Domingo passado, falei de minhas lagartixas, isso, as chamo de minhas, pois assim as sinto. As protejo de qualquer maldade humana e, em troca silenciosa e não sabida, elas protegem a mim e minha casa devorando aos montes bichos que mal poderiam causar, baratas, aranhas perigosas, mosquitos, moscas e pernilongos diurnos e seresteiros de orelha. Contei da casa nova e da operação de resgate na qual as levei todas para nova morada.
Pois então, recentemente, mudei de casa outra vez. Vazia que só, mesmo depois de com capricho e detalhes terminar a arrumação de móveis, e tais. Lá entrava, sentia algo faltando. Sentava num canto olhava, espiava pra tudo que era canto, a sensação ficava colada comigo, chegava a impedir andar tranquilo.
Ao deitar para dormir, a falta de alguma coisa ficava aguda, que nem febre quando abraça. Primeiro, arrepios leves que ganham força, começa um tremor malárico fraco que ganha força até ao sol quente. Depois monta brava em delírio. Era isso que sentia, sem febre ou delírio, mas com tremura.
Não está certo, onde mora esse oco, esse nada em torno?
Sentado, madrugada adentro, olhava parede branca onde dançavam sombras de galhos de árvores. Me dava nó apertado em garrote vil, perdia o sono em tanto pensar. Fui levando sensação despejada até começo de abril, quando, do nada, rebolando no piso liso vem ela, lagartixinha miúda, frágil filhote. Era isso, pensei alto, minhas amigas das paredes, brincando de mudar de cor e estalar queixo. Me faltava o corre-corre pelas paredes, o esconde-esconde entre móveis e quadros, o olhar matreiro, debochado de quem se sabe agradando!
Deitei no chão e me pus a conversar manso com ela. Super assustada. Deve ter vindo da rua ou de algum pedaço de mudança, deve ter vindo ovo, pois era bem novinha. Ocupou a casa, era o que faltava. Se saio e demoro, a primeira coisa ao retorno é procurar a bichinha, não aquieto enquanto não encontro.
Acompanho dia a dia seu crescer. Bem alimentada com a quantidade de pequenos bichos em seu self-service particular, é fácil de notar seu desenvolver. Aedes não falta, e vez ou outra em ato de criança, capturo uma mosca, arranco-lhe as asas e a sirvo em bandeja. Bote certeiro e lá vai para o papo.
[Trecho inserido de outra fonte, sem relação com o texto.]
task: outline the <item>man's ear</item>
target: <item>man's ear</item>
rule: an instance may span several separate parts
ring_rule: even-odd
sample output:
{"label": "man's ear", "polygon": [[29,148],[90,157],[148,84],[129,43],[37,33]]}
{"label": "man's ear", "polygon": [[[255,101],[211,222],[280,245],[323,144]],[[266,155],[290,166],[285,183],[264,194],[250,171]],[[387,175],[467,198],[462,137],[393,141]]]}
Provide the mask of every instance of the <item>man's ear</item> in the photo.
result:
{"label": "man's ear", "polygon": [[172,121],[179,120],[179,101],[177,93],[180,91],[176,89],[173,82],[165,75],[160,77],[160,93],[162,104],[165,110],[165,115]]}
Quando está transparente a pego nas mãos e vejo/sinto seu coraçãozinho disparado. Banho. A pego encolhida em canto do box. Quase se afogou no chuveiro. Não sabia que lá estava e muito menos ela ao entrar curiosa. Com jeito para não machucar, tirei, coloquei em local seguro a secar. Cresce assim o terror das baratas e aranhas marrons. Se brincar, fica forte e até escorpião encara. Vou recolher mais algumas na outra casa, pois isolamento faz bem a ninguém. Logo povoam a nova pequena casa.
Muitas das vezes, não é o belo relativizado por nossos padrões que está a nos proteger. Lagartixas, sapos, morcegos, cito alguns. Guardiões da vida como hoje conhecemos, e que teimamos em destruir. São bichos que merecem atenção e proteção, sem eles nossa vida aqui na terra seria ou inviável ou um inferno.